Figure 5-6 illustrates the IWO abstraction model.
Figure 5-6 IWO abstraction model
These abstractions open the whole spectrum of the environment to a single mode of analysis—market analysis. Resources and services can be priced to reflect changes in supply and demand, and pricing can drive resource allocation decisions. For example, a bottleneck (excess demand over supply) results in rising prices for the given resource. Applications competing for the same resource can lower their costs by shifting their workloads to other resource suppliers. As a result, utilization for that resource evens out across the environment and the bottleneck is resolved.
Risk Index
Intersight Workload Optimizer tracks prices for resources in terms of the Risk Index (RI). The higher this index for a resource, the more heavily the resource is utilized, the greater the delay for consumers of that resource, and the greater the risk to your QoS. IWO constantly works to keep the RI within acceptable bounds.

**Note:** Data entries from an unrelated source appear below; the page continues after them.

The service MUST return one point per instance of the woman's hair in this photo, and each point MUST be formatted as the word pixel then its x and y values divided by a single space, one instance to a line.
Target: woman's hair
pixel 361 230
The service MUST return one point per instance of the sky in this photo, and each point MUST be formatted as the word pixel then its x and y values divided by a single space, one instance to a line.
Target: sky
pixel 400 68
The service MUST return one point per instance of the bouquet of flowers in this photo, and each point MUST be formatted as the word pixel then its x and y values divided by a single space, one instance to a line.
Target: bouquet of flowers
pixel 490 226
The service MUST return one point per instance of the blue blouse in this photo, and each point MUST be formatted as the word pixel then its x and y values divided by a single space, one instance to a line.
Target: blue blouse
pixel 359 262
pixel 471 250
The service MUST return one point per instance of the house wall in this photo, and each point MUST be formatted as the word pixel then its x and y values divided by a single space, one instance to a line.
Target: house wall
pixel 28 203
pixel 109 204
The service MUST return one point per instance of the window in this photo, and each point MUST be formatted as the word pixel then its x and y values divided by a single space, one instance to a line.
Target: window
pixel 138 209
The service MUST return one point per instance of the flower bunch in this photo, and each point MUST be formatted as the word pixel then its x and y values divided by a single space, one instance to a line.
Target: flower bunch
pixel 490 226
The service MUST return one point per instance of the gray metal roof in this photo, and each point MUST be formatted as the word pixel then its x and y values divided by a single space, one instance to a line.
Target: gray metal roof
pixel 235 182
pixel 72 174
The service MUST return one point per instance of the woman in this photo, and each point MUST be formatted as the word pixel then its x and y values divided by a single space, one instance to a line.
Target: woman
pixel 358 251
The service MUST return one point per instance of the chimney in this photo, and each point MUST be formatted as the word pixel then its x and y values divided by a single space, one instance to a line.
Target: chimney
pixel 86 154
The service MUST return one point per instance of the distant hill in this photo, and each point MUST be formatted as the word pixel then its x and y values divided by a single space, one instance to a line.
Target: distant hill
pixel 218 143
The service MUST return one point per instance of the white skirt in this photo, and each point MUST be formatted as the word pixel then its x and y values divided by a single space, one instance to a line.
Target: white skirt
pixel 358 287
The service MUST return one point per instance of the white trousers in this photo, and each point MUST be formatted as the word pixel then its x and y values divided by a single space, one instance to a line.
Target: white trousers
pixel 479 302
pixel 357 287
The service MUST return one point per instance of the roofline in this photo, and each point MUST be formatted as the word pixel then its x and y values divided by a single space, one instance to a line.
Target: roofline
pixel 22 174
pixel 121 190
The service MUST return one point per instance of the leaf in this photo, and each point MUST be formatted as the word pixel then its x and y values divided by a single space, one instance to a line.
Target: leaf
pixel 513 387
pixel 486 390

You can think of the RI as the cost for a resource, and IWO works to keep the cost at a competitive level. This is not simply a matter of responding to threshold conditions. IWO analyzes the full range of buyer/seller relationships, and each buyer constantly seeks out the most economical transaction available.
This last point is crucial to understanding IWO. The virtual environment is dynamic, with constant changes to workload that correspond with the varying requests your customers make of your applications and services. By examining each buyer/seller relationship, IWO arrives at the optimal workload distribution for the current state of the environment. In this way, it constantly drives your environment toward the desired state.